First, I see a shining underperformer – weight loss dieting – it is ineffective at best, harmful at worst, and incomprehensibly pervasive as the most common “treatment” for weight issues. But with that outstanding exception, which I wouldn’t inflict on my worst enemy, I see merit in ALL of the evidence-based approaches. But I also see the proponents of each fighting for theirs as the superior, discarding the value of their “competitors”, and holding onto their clients more tightly than jealous lovers.
So I am calling for peace within the factions. A peace that will allow us to freely share our clients and create more business for all of us. A peace that will resurrect the image of weight management professionals from the current one is maybe just above real estate agent (and probably well deserved). A peace that will have us work better for who we truly work for – our clients!
Let me tell you how I think we can get there…
1) Favour science over ideology. There are just too many ideas, fads, and cowboys out there to treat based on what we believe rather than what we know. If we believe our new approach is effective, then it needs to be studied in long-term quality research and argued in the academic arena. For example, I believe that a weight inclusive, interdisciplinary, psychology-based model that employs a combination of evidence-based, established, alternative, and surgical therapies with client-treatment matching and intensive intervention followed by continued care is the best approach. Now, I can argue for this until the cows come home, but what do I really need to do to convince you…yep, PHD here we come! Let’s let science be the judge of what works in weight management, not dogma.
2) Favour collaboration over competition. So many people are fighting for their individual approach, that they have become dogmatic. I have heard Health At Every Size proponents write off bariatric surgery point-blank – ignoring the data that, for the right candidate, it is the only proven long-term method of weight reduction (although, granted, it is far from perfect!).
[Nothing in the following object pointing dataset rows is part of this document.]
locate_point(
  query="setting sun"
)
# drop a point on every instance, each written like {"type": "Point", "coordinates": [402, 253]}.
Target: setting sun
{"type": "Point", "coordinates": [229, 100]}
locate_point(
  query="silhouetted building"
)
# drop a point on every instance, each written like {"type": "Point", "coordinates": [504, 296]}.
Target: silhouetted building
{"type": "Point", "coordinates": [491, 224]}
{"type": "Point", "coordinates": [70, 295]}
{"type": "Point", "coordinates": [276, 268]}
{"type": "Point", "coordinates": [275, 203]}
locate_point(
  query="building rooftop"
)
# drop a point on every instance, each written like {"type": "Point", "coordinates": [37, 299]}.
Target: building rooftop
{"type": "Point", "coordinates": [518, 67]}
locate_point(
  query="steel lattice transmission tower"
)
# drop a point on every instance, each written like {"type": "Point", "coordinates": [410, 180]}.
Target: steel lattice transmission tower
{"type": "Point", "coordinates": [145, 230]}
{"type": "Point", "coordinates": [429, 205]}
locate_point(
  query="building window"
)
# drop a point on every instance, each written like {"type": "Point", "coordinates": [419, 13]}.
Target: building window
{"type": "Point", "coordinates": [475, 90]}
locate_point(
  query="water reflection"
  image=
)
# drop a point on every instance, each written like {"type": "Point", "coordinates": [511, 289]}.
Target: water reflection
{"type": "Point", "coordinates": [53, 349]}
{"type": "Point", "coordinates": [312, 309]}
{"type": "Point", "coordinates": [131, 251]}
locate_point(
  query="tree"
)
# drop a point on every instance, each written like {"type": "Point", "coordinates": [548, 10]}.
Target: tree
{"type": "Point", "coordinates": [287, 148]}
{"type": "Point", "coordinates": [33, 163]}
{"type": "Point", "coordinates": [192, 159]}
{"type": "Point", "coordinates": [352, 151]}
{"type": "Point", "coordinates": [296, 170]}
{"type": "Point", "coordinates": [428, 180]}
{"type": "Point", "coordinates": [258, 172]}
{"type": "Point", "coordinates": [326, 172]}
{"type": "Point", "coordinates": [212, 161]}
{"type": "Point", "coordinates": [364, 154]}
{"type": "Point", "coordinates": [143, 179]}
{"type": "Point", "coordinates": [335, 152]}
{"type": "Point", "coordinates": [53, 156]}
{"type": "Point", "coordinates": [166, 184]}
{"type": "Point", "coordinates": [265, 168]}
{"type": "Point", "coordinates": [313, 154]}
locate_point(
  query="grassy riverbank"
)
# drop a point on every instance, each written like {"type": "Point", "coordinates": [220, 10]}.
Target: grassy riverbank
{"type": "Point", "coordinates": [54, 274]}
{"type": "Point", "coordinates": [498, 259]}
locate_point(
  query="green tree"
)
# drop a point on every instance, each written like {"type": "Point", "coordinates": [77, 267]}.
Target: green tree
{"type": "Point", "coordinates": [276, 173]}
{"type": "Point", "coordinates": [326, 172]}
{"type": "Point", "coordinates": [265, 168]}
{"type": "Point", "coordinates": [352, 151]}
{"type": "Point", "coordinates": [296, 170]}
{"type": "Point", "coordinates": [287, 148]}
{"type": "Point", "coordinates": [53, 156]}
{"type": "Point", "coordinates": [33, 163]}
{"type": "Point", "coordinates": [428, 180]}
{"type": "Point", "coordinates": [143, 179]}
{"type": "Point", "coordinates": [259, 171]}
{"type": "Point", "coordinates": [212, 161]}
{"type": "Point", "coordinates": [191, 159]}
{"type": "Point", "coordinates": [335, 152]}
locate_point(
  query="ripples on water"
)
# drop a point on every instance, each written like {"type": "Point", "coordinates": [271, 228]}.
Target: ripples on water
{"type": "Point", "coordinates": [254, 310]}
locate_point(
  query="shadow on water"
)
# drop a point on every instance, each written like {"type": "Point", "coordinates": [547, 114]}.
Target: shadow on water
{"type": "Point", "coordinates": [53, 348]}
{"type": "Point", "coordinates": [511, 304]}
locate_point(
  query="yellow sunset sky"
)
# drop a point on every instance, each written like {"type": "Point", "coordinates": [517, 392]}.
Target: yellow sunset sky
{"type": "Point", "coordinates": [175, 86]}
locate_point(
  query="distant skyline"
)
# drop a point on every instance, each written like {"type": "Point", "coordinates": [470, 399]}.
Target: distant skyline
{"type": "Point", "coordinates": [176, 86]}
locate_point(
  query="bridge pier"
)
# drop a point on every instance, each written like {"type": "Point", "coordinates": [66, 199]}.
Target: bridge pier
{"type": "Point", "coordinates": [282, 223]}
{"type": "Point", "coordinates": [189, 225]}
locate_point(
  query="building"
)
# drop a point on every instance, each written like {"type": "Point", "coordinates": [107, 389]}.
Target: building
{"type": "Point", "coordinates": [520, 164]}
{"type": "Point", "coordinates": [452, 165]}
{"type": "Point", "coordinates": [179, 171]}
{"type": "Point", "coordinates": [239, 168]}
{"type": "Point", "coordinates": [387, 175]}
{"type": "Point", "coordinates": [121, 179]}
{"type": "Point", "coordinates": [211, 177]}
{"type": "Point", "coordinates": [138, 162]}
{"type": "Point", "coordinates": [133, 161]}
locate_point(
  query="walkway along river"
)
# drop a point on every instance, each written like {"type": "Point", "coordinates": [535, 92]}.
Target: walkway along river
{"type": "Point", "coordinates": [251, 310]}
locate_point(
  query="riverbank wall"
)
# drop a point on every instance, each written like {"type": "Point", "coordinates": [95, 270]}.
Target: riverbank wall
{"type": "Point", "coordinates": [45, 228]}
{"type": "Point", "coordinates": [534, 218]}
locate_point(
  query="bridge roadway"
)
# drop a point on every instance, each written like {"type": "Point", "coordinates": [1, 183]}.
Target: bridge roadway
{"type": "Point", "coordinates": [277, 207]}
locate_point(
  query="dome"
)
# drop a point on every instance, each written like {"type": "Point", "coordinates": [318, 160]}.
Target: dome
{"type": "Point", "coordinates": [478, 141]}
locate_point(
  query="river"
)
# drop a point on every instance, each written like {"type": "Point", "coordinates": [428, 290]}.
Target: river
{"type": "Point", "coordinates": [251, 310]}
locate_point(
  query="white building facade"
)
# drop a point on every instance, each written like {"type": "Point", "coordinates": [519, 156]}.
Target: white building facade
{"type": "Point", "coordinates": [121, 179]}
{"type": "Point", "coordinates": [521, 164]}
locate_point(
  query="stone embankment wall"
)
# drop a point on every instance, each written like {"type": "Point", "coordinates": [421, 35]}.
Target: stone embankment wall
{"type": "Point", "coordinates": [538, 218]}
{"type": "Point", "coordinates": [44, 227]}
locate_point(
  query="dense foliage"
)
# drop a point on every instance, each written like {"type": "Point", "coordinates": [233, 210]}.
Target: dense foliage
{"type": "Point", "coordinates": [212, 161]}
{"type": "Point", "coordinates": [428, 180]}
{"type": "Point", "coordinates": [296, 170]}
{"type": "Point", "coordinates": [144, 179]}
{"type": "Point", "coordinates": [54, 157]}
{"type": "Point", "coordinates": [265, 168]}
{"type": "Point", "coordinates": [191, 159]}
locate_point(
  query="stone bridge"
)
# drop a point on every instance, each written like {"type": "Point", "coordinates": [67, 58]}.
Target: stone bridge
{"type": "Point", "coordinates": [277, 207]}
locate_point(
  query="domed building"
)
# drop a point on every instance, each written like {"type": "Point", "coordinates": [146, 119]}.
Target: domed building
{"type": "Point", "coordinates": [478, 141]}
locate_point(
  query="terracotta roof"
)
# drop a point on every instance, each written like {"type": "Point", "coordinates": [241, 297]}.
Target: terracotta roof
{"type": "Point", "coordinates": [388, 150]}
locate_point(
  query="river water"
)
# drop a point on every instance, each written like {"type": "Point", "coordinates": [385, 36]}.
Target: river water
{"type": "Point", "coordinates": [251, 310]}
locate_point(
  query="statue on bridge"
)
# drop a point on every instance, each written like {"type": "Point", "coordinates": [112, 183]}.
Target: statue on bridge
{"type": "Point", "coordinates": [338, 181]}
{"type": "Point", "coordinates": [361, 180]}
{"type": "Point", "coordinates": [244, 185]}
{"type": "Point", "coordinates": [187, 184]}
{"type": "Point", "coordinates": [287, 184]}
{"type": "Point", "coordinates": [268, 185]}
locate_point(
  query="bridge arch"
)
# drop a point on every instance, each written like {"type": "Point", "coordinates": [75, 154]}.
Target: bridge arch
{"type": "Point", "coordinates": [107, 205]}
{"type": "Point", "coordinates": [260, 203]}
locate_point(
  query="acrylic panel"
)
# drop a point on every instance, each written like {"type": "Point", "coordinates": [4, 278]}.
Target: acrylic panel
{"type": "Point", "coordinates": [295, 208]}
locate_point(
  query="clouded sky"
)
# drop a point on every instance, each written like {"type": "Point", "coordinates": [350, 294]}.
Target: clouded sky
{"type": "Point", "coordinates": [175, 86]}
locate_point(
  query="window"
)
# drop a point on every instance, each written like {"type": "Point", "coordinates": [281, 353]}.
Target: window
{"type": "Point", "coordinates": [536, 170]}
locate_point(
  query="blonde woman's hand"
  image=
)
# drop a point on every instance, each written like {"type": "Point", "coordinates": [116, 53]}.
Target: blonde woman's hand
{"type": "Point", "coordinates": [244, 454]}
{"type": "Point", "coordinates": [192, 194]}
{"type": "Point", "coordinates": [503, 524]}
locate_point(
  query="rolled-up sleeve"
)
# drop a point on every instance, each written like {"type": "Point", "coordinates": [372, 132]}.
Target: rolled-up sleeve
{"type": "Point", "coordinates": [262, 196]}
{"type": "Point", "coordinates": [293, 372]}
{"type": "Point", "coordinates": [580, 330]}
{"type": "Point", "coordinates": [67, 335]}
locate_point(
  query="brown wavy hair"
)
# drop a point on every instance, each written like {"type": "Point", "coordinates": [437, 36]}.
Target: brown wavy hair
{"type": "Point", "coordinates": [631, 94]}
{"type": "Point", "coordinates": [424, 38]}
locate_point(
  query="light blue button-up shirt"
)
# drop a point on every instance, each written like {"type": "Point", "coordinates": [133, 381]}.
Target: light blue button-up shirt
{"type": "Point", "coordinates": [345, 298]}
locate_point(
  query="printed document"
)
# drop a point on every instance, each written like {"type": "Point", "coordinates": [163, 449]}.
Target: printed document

I have heard behavioural weight loss “experts” dismiss alternative psychological therapies such as Emotional Freedom Technique and Hypnosis as “weight loss tricks”, ignoring the small but growing evidence base of their seemingly lasting benefits. But it doesn’t have to be that way – there is a place for all evidence-based approaches, and rather than working so hard to prove ours as the best, we need to look to how we allow our abilities to combine and work together to overcome this pervasive, complex, and multi-faceted issue.
3) Favour love over money. Don’t get me wrong, I (like many of us if we admit it) want to make money, but I have a faith that is you do what you love and what you believe in, you will be successful in business. In our industry there are plenty of ways to make a quick buck at the long-term expense of our clients. Let’s avoid the allure and work for something that is worth more than money – purpose, meaning, and satisfaction in what we do everyday.